After SUSE's Richard Brown implemented basic openQA testing of Fedora as a SUSE 'hack week' project, Fedora QA decided to see if we could use openQA to automate at least some of the release validation tests immediately. We found we were able to do so quite quickly and that the project did substantially reduce the burden of manual testing.

We quite quickly progressed from a manually-deployed openQA instance running on openSUSE to the production and staging Ansible-ized deployments of openQA-on-Fedora we have now, and found it easy and valuable to extend openQA testing beyond the original plan to cover quite a large proportion of the release validation tests, and run on nightly composes as well as candidates; it was similarly fairly easy and valuable to extend the system to update testing.

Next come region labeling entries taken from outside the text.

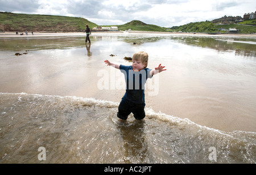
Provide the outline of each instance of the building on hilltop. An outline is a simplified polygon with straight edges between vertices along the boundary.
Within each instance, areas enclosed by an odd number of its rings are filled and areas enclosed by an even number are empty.
[[[256,11],[255,12],[245,14],[243,15],[244,20],[255,19],[256,19]]]
[[[234,23],[237,23],[240,22],[242,22],[243,19],[240,16],[227,16],[225,15],[224,16],[219,18],[219,19],[216,19],[212,21],[213,23],[217,23],[220,24],[234,24]]]

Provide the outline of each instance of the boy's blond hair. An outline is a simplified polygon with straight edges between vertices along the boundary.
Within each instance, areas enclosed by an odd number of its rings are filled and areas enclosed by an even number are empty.
[[[142,64],[145,65],[144,68],[147,67],[147,63],[148,61],[148,55],[147,53],[140,51],[135,53],[133,57],[132,61],[139,61]]]

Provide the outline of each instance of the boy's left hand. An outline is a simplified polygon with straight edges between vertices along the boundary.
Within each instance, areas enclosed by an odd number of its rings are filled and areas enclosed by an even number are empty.
[[[167,70],[167,69],[164,69],[164,68],[166,67],[166,66],[163,66],[161,65],[161,64],[158,66],[158,67],[156,67],[155,68],[155,70],[158,70],[158,72],[160,73],[162,71]]]

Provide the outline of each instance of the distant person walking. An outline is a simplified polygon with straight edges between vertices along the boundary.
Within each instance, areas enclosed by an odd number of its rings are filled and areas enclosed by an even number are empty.
[[[90,43],[90,38],[89,36],[90,36],[90,34],[92,35],[92,33],[90,32],[90,29],[88,27],[88,25],[86,25],[86,29],[85,31],[85,32],[86,32],[86,39],[85,39],[85,43],[87,43],[87,41],[89,41],[89,43]]]

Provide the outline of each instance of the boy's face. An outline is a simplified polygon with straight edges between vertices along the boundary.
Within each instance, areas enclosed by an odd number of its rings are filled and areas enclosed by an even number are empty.
[[[143,69],[146,67],[146,65],[143,64],[141,61],[135,60],[133,60],[133,64],[131,66],[135,70]]]

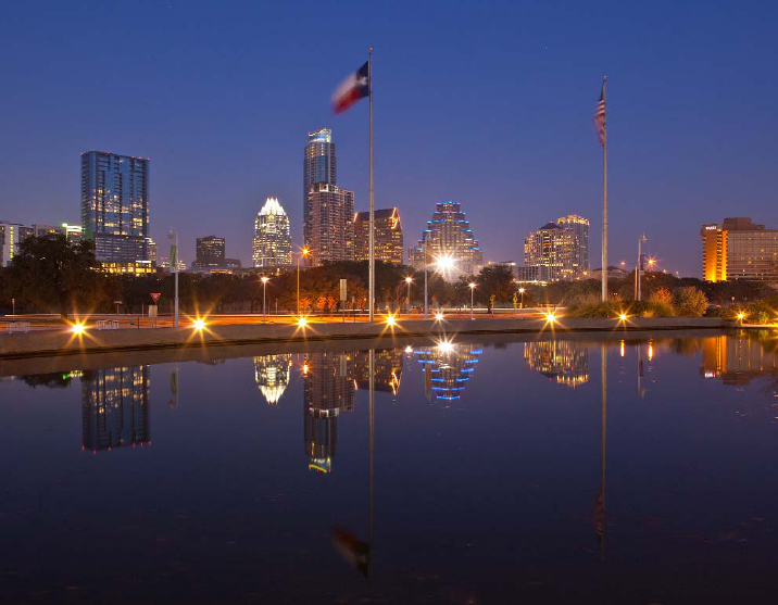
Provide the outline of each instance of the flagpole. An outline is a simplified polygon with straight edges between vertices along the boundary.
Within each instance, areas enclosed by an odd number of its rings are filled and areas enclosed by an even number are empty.
[[[369,113],[371,113],[371,219],[369,219],[369,277],[368,277],[368,290],[369,301],[368,305],[368,320],[375,320],[375,304],[376,304],[376,259],[375,259],[375,187],[373,182],[373,47],[367,49],[367,87],[368,87],[368,101],[369,101]]]
[[[602,100],[605,101],[607,76],[602,76]],[[607,302],[607,114],[602,124],[602,302]]]

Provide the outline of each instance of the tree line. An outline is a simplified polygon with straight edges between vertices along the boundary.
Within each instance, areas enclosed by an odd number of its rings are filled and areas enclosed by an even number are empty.
[[[183,313],[261,313],[263,304],[262,273],[179,275],[179,308]],[[267,311],[297,312],[298,274],[294,269],[268,275]],[[424,273],[407,266],[376,262],[376,307],[379,312],[404,311],[407,297],[406,277],[412,278],[411,304],[421,308],[424,300]],[[300,270],[300,311],[337,313],[364,310],[367,306],[367,262],[337,262]],[[340,301],[340,279],[347,280],[347,301]],[[429,272],[428,297],[431,307],[467,308],[470,283],[475,283],[473,301],[478,306],[568,305],[600,295],[595,279],[518,285],[509,267],[489,265],[478,275],[447,280]],[[616,301],[633,299],[635,274],[608,280],[611,297]],[[519,294],[519,287],[524,292]],[[775,290],[764,282],[726,281],[711,283],[695,278],[676,278],[660,272],[642,278],[645,300],[655,292],[674,292],[694,287],[708,301],[718,304],[744,303],[768,299]],[[174,276],[110,275],[95,259],[92,242],[73,243],[62,235],[26,238],[10,267],[0,270],[0,310],[11,311],[15,299],[17,313],[111,313],[115,301],[127,313],[143,313],[152,303],[151,293],[161,293],[160,313],[170,313],[174,298]]]

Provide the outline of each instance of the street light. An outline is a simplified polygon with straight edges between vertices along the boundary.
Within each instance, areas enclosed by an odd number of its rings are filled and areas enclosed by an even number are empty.
[[[171,264],[175,265],[175,276],[176,276],[176,295],[175,295],[175,327],[178,327],[178,232],[171,227],[171,232],[167,234],[167,239],[171,241],[175,241],[176,243],[173,245],[173,253],[171,254]]]
[[[405,283],[407,283],[407,317],[411,318],[411,283],[413,282],[413,277],[407,276],[405,278]]]
[[[300,255],[297,257],[297,314],[300,316],[300,259],[308,256],[311,251],[308,248],[303,248]]]
[[[476,285],[470,281],[468,286],[470,287],[470,320],[474,320],[475,317],[473,317],[473,293],[476,291]]]
[[[262,276],[262,323],[267,323],[267,307],[265,306],[265,301],[267,300],[266,293],[267,293],[267,281],[271,279],[266,275]]]
[[[454,267],[454,260],[449,256],[440,256],[435,263],[431,263],[432,265],[436,265],[438,267],[438,270],[446,272],[449,269],[452,269]],[[424,318],[427,319],[427,269],[429,268],[429,264],[427,263],[427,251],[424,251]]]

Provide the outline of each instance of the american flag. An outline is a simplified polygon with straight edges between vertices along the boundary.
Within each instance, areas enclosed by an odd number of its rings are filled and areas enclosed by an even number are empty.
[[[600,139],[600,144],[605,146],[605,84],[602,85],[600,90],[600,101],[597,104],[597,111],[594,112],[594,125],[597,126],[597,135]]]

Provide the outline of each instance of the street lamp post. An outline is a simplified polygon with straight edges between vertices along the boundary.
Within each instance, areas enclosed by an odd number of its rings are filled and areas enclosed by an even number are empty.
[[[642,273],[643,263],[641,262],[641,247],[649,240],[645,238],[645,234],[640,234],[638,238],[638,266],[635,267],[635,279],[638,282],[638,302],[640,302],[640,274]]]
[[[266,275],[262,276],[262,323],[267,323],[267,306],[265,305],[265,301],[267,300],[267,280],[269,277]]]
[[[409,276],[405,278],[405,283],[407,283],[407,317],[411,318],[411,282],[413,281],[413,277]]]
[[[175,272],[175,302],[174,302],[174,313],[175,313],[175,322],[174,325],[177,328],[178,327],[178,231],[175,229],[171,229],[171,232],[167,234],[167,239],[175,241],[174,250],[175,254],[171,254],[171,263],[175,265],[173,270]]]
[[[303,248],[297,257],[297,314],[300,316],[300,259],[308,256],[309,249]]]
[[[470,320],[474,320],[475,317],[473,317],[473,306],[474,306],[473,305],[473,294],[476,291],[476,285],[473,281],[470,281],[468,283],[468,286],[470,287]]]

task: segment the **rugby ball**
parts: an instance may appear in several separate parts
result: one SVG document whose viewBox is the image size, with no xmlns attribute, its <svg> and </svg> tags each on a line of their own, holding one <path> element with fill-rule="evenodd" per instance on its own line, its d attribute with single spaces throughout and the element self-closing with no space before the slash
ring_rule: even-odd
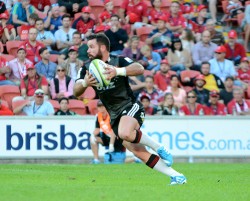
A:
<svg viewBox="0 0 250 201">
<path fill-rule="evenodd" d="M 94 59 L 89 65 L 89 73 L 97 80 L 98 87 L 108 86 L 110 80 L 106 79 L 105 67 L 107 64 L 100 59 Z"/>
</svg>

Fedora CI was then conceived with broadly similar goals to Taskotron, and is expected to replace it later in 2020. Fedora CI is particularly aimed at enabling CI workflows for Fedora packagers. It is focusing on enabling integration of package-level tests with package pull request, build and update workflows. It is not necessarily expected that all automated testing related to Fedora will run through Fedora CI. Fedora CI works differently to openQA, and so each system is capable of some forms of testing that are not possible or would be difficult or inefficient in the other; openQA's strengths are particularly in installation and desktop testing, and other forms of testing where it is useful to have control over an entire virtual machine life cycle.

As part of the broader Fedora CI / Factory 2.0 effort we have built some systems and standards to support integration of multiple automated test systems. For instance, openQA, Fedora CI and Taskotron all submit results to Fedora ResultsDB, and we have configured Fedora's Greenwave to be able to gather and evaluate results from all three systems. All three systems also publish fedora-messaging messages, and work is ongoing to ensure openQA, Fedora CI and possibly other systems publish messages conforming to the CI Messages spec, which would enable other workflows built on fedora-messaging to use information from all of the systems.

We believe openQA will be used permanently for the types of testing for which it is particularly well-suited. There are some tests currently implemented in openQA not because they are particularly well-suited to its abilities but simply because it was available at the time, and these may be moved into more appropriate systems in future as they become available. There are currently no plans to re-implement the most unique and useful openQA features - mouse/keyboard input, screen matching, and so forth - as part of Fedora CI development.